OpEds

Death of the sisterhood on 7 October
I wait and watch for the release of each hostage from Gaza, and cannot help the sobs that escape from deep inside me.
Like Jews all over the world, the fate of those kidnapped on 7 October 2023 has consumed my psychic and emotional energy for so long. I’ve whispered their names in prayers, they are familiar on my tongue. Those Bibas babies’ faces appear in my dreams.
As young women like Arbel Yehud are paraded through marauding hordes of masked Hamas terrorists, my relief tussles with my outrage.
I’m grateful for everyone who returns alive.
But I know that not a single feminist organisation will speak out about the human rights violations they have endured, even in the godawful circumstances of their release.
When I was the age of some of these young women hostages, I became a women’s rights advocate in South Africa.
I set up Tshwaranang Legal Advocacy Centre to end violence against women in 1997. I sat on a law commission to draft new domestic-violence legislation, and was part of the focus group that worded the clause in the South African Bill of Rights enshrining every person’s right to freedom from violence.

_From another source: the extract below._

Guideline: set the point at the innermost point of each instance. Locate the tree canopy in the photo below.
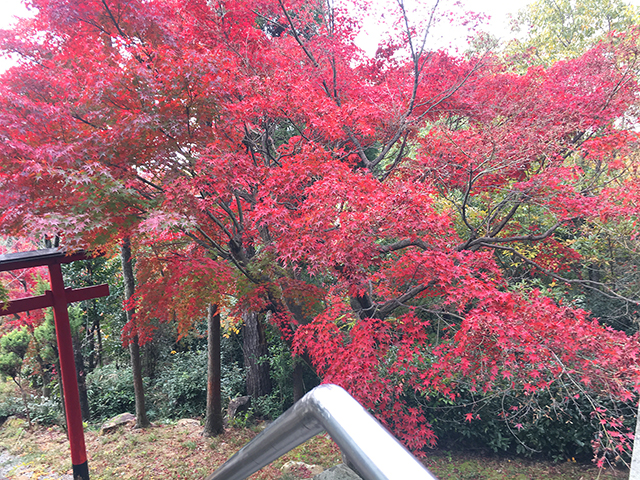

Violence, poverty, and denial of education are some of the root causes of women’s inequality. But of these, it is violence that knows no privilege or grants any exemptions – it cuts across all divides. During my years in the field, I saw women from every background walk through our doors.
Yet, this always held a strange optimism for me, because I believed that no matter our intersectionalities, women could stay connected to one other. Women know what it is to fear male violence, no matter our religion, status, or background.
I stood sentinel at the gates of this imaginary City of Joy – a real place in the Democratic Republic of the Congo to which survivors come to rebuild their lives and a place I have always dreamed of visiting. I indentured my life to the “sisterhood” and lived in its timeshare, unapologetically, fiercely, all my life. My religion was feminism. My community other women.
There has never been a woman or child who falls outside of this line of safety for me.
I trusted this as a sacred path, believing that it was in these spaces of commonality, that women’s leadership would emerge to challenge the existing power structures.
I’ve never been one to draw lines between Jewish and non-Jewish sister allies.
But this changed on 7 October 2023.
One needs courage to learn the details of what was wrought on Jewish bodies in the terrorist attack by Hamas. A carnage so deeply misogynist, international feminist organisations could have rallied a universal revolution. Imagine the power of all women pulling together in a primal roar!
We waited.
Surely women’s organisations would condemn, demand justice, be our voice?
For eight weeks, not a single international women’s organisation spoke up.
Michelle Obama didn’t beseech, “Bring back our girls”, as she did in 2016 when Boko Haram stole girls in Nigeria.
It was a cold, hard dawning.
My “feminist comrades” turned their backs on Israeli women, on Jewish women, on me.
Their silence wasn’t the only betrayal.
There were “feminists” who denied the sexual violence of that dark day.
It has been a shock to realise that there’s no sisterhood that includes Jewish suffering.
Besides the horror of 7 October, I’ve been navigating a secondary traumatisation described by psychologist Jennifer Freyd in 1994 as “institutional betrayal”, in which wrongdoing is perpetrated by an institution, in this case, my feminist homeland.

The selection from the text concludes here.